Mundo Corporativo
Por Altevir Baron - baronaltevir@gmail.com
Altevir Baron é diretor de vendas, com trajetória marcada por liderança, ética e resultados no mercado imobiliário de alto padrão. Apaixonado por comportamento humano e cultura organizacional, escreve semanalmente sobre os bastidores do mundo corporativo. Suas reflexões unem experiência prática, pensamento crítico e olhar humano sobre empresas e pessoas Instagram: @abaronoficia | LinkedIN: altevirbaron
Cuide da sua equipe de vendas
Cuidar de uma equipe de vendas não é sobre discursos inflamados ou metas agressivas. É, acima de tudo, sobre comportamento organizacional, aquilo que se pratica todos os dias, e não apenas o que se diz.
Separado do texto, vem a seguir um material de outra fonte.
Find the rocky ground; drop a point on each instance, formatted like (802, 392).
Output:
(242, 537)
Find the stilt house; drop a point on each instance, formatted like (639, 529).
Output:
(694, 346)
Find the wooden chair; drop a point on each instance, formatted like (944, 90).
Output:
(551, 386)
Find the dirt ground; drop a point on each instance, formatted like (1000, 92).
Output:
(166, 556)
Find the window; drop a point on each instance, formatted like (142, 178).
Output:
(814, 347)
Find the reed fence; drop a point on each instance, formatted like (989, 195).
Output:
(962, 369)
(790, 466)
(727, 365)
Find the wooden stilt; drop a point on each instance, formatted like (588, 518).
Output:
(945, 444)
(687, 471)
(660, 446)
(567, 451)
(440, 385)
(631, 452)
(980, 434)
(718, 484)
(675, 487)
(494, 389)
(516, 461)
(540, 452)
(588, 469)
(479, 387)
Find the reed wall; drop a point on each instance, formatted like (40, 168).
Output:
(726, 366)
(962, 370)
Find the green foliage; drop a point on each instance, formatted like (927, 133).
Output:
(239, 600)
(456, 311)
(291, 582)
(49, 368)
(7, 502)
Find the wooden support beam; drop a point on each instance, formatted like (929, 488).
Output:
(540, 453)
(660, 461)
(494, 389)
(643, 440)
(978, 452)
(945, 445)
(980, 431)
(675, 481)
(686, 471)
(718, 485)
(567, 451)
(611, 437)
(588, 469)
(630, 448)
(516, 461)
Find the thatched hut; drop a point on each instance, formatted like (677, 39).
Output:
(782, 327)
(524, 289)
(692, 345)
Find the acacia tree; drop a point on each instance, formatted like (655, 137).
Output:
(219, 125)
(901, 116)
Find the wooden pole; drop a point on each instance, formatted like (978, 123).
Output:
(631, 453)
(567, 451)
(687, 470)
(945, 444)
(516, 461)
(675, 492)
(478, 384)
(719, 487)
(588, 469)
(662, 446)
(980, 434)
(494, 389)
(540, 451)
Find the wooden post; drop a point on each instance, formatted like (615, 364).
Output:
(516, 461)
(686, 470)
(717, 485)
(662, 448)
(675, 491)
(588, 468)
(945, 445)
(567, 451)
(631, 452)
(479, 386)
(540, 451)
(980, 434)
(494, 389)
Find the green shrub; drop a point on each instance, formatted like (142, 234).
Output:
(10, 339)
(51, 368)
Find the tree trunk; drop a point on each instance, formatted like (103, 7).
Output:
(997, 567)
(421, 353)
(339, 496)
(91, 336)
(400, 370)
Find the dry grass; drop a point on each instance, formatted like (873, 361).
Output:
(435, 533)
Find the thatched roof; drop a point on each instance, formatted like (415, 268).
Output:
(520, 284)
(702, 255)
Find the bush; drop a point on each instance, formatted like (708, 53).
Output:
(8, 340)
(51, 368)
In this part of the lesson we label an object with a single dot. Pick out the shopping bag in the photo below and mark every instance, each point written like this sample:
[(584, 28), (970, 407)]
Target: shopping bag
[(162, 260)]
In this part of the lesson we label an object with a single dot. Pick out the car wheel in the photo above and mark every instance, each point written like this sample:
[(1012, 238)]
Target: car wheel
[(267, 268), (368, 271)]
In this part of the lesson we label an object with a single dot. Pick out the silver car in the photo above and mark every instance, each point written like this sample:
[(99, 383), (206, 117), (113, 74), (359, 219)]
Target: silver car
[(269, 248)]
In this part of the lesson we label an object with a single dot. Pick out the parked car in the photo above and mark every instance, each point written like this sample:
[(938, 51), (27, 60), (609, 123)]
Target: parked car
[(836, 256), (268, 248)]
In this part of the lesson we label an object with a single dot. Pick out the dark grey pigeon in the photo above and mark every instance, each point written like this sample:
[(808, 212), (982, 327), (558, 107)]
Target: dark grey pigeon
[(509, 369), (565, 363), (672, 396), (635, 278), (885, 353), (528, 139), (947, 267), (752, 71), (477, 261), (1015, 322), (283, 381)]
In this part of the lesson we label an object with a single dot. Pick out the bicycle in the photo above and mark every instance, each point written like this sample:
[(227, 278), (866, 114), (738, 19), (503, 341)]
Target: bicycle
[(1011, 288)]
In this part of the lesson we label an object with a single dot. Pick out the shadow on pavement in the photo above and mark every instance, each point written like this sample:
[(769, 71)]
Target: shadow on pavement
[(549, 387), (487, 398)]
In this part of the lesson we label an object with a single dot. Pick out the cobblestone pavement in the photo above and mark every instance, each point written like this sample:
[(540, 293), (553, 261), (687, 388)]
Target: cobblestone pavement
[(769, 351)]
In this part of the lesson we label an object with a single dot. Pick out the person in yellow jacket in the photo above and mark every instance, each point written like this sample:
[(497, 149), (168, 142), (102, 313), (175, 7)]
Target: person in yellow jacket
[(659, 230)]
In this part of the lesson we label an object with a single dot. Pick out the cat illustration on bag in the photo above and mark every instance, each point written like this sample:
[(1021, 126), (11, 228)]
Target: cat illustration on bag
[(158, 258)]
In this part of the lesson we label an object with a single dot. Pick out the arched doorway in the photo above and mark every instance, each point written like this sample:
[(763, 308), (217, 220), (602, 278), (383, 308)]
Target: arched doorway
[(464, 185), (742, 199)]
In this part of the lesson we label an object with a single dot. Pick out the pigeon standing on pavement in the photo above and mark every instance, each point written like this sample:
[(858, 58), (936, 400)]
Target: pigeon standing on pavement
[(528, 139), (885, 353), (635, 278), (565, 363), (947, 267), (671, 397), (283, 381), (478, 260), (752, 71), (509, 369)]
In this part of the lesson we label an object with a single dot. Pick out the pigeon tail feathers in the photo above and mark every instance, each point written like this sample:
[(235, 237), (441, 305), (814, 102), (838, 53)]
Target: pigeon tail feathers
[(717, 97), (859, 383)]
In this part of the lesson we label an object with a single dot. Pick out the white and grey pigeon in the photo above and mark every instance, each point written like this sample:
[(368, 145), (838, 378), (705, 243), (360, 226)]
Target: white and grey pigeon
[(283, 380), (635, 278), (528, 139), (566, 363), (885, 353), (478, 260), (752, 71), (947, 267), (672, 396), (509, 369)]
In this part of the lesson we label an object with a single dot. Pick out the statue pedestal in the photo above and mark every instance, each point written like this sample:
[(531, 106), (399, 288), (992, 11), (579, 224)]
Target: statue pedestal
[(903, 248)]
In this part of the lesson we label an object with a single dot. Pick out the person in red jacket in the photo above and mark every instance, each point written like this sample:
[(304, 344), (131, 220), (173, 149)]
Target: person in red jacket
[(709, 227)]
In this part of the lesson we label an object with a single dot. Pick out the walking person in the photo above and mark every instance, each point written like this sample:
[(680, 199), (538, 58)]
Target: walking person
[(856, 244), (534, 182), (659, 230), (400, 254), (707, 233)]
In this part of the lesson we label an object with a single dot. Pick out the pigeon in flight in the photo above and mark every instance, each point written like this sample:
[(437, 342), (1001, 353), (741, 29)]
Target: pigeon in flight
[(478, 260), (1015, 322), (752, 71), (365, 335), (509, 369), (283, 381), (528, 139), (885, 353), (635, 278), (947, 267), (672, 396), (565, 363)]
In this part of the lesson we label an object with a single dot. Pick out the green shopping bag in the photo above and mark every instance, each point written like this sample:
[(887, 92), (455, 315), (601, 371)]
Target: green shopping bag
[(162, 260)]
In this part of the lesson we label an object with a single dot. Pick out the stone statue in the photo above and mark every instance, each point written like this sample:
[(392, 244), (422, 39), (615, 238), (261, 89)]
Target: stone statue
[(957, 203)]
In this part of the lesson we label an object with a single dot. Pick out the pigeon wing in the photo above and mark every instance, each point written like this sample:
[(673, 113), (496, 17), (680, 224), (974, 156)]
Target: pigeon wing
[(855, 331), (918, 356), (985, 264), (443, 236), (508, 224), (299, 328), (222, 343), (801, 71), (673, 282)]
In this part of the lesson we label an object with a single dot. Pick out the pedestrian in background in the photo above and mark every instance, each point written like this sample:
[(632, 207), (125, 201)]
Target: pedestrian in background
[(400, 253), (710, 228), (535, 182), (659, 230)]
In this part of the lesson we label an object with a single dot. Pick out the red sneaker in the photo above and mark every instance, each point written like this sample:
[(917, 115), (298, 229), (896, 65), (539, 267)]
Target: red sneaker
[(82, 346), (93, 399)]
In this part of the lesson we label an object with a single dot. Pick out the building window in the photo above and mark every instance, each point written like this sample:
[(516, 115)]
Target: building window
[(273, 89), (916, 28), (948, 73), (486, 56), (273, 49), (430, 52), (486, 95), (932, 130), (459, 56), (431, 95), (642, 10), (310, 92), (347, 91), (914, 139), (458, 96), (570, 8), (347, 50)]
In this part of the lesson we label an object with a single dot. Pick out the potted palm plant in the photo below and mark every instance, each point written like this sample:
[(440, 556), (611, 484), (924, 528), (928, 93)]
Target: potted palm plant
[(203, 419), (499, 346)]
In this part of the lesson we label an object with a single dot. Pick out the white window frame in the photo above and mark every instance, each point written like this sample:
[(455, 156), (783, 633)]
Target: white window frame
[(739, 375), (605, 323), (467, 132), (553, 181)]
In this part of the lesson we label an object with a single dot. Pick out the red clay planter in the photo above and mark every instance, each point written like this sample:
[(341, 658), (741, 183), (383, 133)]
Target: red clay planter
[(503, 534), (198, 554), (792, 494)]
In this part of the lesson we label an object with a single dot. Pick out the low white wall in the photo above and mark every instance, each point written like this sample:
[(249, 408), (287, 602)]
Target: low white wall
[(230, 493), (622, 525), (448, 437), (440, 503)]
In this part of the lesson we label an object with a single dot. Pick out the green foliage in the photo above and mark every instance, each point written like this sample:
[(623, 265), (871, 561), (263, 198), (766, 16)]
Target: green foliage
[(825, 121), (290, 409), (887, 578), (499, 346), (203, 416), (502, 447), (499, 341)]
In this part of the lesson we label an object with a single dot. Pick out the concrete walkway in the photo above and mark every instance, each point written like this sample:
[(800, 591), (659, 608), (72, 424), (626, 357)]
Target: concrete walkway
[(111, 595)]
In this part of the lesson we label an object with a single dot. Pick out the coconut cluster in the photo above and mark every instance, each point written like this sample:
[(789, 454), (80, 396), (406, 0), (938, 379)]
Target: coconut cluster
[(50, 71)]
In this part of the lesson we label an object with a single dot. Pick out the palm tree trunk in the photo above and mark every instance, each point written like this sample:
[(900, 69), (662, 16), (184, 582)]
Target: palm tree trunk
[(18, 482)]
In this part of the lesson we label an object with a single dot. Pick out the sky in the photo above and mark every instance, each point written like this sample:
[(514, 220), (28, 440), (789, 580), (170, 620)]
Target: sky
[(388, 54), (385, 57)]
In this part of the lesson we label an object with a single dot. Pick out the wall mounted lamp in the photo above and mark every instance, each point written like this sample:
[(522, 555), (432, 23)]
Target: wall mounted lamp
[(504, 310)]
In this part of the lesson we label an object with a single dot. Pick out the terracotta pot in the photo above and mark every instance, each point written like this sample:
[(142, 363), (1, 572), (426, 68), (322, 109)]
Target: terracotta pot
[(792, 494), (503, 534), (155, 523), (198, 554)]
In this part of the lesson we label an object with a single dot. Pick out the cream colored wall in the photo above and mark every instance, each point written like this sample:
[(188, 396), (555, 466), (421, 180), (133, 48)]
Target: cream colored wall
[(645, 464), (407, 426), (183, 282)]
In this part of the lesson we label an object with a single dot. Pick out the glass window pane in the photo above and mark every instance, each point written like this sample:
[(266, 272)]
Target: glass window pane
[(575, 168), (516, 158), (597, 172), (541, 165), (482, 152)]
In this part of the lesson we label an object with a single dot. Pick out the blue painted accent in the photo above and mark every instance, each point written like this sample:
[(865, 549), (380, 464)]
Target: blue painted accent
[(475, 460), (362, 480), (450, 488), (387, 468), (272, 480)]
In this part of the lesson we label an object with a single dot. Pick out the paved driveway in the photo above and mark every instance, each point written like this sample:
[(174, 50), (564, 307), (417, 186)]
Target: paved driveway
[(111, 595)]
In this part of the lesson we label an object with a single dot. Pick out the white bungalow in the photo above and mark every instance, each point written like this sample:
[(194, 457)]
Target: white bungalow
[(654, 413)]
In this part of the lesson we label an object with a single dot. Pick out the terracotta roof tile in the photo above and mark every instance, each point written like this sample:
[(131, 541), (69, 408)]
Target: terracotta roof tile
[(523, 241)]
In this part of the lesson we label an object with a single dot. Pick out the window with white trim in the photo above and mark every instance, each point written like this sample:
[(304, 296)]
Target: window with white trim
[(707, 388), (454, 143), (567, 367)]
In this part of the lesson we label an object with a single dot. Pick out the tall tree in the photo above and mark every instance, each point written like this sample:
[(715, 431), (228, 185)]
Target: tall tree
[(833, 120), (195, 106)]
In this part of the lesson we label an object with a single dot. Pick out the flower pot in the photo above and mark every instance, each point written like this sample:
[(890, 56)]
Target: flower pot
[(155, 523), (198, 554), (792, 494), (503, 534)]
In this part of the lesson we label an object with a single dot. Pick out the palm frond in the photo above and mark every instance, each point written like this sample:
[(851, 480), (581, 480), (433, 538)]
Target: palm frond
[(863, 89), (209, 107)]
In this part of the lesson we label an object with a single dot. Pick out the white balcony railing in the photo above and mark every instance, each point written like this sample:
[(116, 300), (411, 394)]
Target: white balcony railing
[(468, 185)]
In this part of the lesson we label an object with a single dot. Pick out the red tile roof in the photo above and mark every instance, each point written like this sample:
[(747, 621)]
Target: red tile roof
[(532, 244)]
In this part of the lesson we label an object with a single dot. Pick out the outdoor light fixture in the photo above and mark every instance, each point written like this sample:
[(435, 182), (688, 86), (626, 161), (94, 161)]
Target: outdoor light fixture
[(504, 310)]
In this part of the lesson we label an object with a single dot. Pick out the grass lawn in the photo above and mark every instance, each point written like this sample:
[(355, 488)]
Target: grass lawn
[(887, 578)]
Vendas é um jogo emocional, antes de ser técnico. Quem está na linha de frente, neste caso o vendedor, convive diariamente com rejeição, pressão, incerteza e angústias. É um ambiente que exige resiliência constante.
Quando a empresa não sustenta emocionalmente esse profissional com clareza, direção e suporte o impacto é inevitável: a energia diminui, a confiança se fragiliza e a performance desaba.
O ponto central é como sustentar pessoas sob pressão constante. Mantê-las motivadas e concentradas nos objetivos da empresa.
O primeiro pilar é clareza nos objetivos. Pessoas desmotivadas, na maioria das vezes, não sabem exatamente o que se espera delas. Meta não é pressão, é clareza. Clareza reduz ruído, concentra esforço e gera segurança.
O segundo é reconhecimento. E não apenas financeiro. O princípio mais profundo é o desejo de ser reconhecido. Ignorar isso é o que enfraquece, silenciosamente, qualquer equipe. Reconheça os esforços da sua equipe. Sejam eles pequenos ou de grande relevância. Faça reuniões e elogie em público atitudes e resultados individuais.
O terceiro é coerência. Líder que cobra disciplina, mas vive na exceção, destrói credibilidade. E sem credibilidade não há engajamento; há apenas obediência momentânea. Pra equipe, disciplina rígida e para ele, conforto e tolerância. Isso não combina. Seja exemplo em tudo.
O quarto é desenvolvimento. Ninguém se mantém motivado onde não cresce. Treinar, acompanhar, corrigir e evoluir é estratégia de longo prazo. Alimente expectativa sobre crescimento sobre futuro. Desenvolva sua equipe.
O quinto é proximidade. Equipes não seguem cargos. Seguem pessoas. Presença, escuta ativa e interesse genuíno criam conexão. E conexão sustenta resultado. Pessoas com pessoas.
O sexto é responsabilidade. Alta performance nasce quando cada um entende seu papel no resultado coletivo. Sem isso, instala-se a cultura da desculpa, empurra-empurra do fracasso.
Por fim, propósito. Dinheiro paga contas, mas propósito sustenta esforço no longo prazo. Propósito é ganho intangível, faz o olho brilhar, aflora competências e desenvolve novas aptidões e, sobretudo, libera potencial individual. Quando o vendedor entende o impacto do que entrega, ele vende com mais verdade e verdade converte resultados para a empresa.
Cuidar da equipe não é um evento. É uma construção diária. Não está no bônus, no discurso ou na campanha do mês. Porque, no fim, equipes não se desmotivam sozinhas. Elas respondem ao ambiente que a empresa proporciona.
E esse ambiente, inevitavelmente, é reflexo de quem lidera. Pense nisso, melhore sempre.